Newman makes the entirely despicable Hud a halfway likeable cad. But it’s only Hud’s charm and near constant drunkenness that keeps a lid on the torment he contains. He’s quick to pick a fight, break up a marriage, even assault Neal after their good-natured flirting takes a dark turn. He battles constantly with his disapproving father, blaming him for rolling over and giving up the ranch, instead of taking the easy but dishonest way out. He has failed in becoming a man, in the eyes of his father, and he begins straying even farther from the path he was expected to follow.

The beautiful black-and-white of Hud is the product of James Wong Howe, cinematographer for dozens of films from the 1920s through the 1970s, and the beautiful bleak landscape is courtesy of south and west Texas. The script, based on a novel by Larry McMurtry, is as sparse and brittle as that scrub country. “It’s a lonely ol’ night, isn’t it?” asks Lonnie as he tags along along one of Hud’s sprees.
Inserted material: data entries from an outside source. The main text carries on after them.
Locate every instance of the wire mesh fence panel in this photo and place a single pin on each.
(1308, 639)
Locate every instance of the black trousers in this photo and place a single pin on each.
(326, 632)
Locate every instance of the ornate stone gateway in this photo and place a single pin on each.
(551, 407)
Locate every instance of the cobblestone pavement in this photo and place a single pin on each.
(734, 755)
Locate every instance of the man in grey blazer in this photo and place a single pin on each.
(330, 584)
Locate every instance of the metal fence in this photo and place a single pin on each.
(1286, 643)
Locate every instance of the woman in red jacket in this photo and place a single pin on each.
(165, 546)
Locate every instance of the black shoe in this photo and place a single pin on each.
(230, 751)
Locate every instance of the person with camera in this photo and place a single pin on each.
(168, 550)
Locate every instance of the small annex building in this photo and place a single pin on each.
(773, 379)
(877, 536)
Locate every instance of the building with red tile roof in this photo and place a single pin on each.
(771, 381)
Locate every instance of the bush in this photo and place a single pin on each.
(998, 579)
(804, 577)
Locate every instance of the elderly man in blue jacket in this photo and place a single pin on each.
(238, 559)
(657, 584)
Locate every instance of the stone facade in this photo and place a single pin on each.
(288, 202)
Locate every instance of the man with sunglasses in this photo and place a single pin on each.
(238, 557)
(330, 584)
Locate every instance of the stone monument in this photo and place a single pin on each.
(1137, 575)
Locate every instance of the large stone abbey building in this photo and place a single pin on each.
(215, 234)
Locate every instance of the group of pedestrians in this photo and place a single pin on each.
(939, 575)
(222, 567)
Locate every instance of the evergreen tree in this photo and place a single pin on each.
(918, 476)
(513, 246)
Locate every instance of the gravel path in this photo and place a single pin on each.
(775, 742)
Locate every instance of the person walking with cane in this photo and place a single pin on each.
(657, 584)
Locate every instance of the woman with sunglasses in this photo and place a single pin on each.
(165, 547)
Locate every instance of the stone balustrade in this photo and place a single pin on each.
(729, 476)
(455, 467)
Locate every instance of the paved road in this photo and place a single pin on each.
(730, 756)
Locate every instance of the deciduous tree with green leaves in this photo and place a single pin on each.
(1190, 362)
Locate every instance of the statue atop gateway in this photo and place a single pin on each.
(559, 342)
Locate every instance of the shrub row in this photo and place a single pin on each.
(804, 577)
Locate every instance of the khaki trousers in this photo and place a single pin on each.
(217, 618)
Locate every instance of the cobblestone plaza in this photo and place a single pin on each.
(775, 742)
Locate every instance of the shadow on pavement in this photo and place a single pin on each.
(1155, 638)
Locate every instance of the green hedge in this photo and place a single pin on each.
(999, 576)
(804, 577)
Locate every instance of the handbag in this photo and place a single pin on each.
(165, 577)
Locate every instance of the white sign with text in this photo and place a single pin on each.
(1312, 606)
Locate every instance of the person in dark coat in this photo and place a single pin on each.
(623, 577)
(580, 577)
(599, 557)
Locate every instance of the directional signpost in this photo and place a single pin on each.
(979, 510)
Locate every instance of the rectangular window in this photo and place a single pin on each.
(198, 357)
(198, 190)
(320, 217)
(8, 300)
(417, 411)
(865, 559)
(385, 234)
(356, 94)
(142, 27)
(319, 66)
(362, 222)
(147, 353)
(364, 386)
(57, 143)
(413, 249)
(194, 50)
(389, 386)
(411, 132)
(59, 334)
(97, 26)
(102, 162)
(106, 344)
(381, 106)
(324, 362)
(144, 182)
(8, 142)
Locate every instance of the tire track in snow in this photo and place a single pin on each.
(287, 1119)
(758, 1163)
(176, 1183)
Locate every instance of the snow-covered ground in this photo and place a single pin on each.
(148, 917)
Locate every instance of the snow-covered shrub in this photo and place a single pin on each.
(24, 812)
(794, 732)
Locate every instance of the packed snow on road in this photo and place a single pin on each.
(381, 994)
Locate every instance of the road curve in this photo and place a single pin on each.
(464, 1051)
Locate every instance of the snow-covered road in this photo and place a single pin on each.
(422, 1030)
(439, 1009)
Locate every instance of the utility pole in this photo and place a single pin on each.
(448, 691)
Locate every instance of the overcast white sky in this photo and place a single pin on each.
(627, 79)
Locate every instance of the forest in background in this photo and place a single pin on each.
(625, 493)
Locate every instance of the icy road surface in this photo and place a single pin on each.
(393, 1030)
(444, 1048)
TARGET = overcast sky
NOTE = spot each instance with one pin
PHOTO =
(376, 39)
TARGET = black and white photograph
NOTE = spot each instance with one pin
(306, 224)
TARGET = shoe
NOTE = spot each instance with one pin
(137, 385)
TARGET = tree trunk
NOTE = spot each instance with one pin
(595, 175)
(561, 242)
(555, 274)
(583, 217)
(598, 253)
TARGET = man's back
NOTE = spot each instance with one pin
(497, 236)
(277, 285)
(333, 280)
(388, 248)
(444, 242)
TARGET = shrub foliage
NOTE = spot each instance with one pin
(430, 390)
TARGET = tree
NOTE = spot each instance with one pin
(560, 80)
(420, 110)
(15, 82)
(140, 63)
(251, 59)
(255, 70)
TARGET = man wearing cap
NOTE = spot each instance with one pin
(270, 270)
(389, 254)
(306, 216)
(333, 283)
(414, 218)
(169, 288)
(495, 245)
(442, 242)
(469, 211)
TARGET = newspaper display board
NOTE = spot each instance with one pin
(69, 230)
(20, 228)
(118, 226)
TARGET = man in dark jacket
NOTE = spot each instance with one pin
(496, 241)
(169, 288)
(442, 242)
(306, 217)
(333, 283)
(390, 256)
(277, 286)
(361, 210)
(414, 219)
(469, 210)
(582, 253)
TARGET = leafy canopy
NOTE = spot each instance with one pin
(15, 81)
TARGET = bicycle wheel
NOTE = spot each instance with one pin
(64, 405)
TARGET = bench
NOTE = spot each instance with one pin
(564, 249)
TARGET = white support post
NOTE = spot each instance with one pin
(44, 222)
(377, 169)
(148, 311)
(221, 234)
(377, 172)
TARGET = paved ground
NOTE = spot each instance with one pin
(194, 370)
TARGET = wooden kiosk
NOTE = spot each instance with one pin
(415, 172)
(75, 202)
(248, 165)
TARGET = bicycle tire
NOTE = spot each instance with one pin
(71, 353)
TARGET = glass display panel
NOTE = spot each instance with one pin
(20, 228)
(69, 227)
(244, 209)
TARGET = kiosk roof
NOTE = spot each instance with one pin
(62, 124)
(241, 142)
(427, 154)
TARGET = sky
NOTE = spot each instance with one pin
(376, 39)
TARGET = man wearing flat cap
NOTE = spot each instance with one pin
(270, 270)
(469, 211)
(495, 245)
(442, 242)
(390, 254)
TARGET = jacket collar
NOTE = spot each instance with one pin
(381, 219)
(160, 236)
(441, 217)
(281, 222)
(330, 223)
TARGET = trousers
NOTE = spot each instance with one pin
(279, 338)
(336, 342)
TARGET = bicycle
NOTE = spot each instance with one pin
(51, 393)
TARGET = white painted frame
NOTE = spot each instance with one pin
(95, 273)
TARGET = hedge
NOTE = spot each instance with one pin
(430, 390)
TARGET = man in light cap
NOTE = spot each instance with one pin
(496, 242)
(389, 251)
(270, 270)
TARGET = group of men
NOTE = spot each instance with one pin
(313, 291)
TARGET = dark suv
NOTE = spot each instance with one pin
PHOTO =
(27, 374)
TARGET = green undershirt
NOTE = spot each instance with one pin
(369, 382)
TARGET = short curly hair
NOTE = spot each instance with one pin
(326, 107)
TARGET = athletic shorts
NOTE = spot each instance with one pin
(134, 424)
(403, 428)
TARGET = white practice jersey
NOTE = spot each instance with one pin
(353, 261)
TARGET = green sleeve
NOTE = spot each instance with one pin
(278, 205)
“Ain’t they all,” is the sad response.

Ultimately, Lonnie faces the choice whether to become the man that Hud has turned into, all talk and bluster, irresponsible and full of himself, or to become a man like his grandfather, making hard choices and holding back the pain of turning over the world to people who, more and more, are like his wayward son. Paul Newman played many a more likeable character, but even when playing a ne’er-do-well like Hud, he does everything right.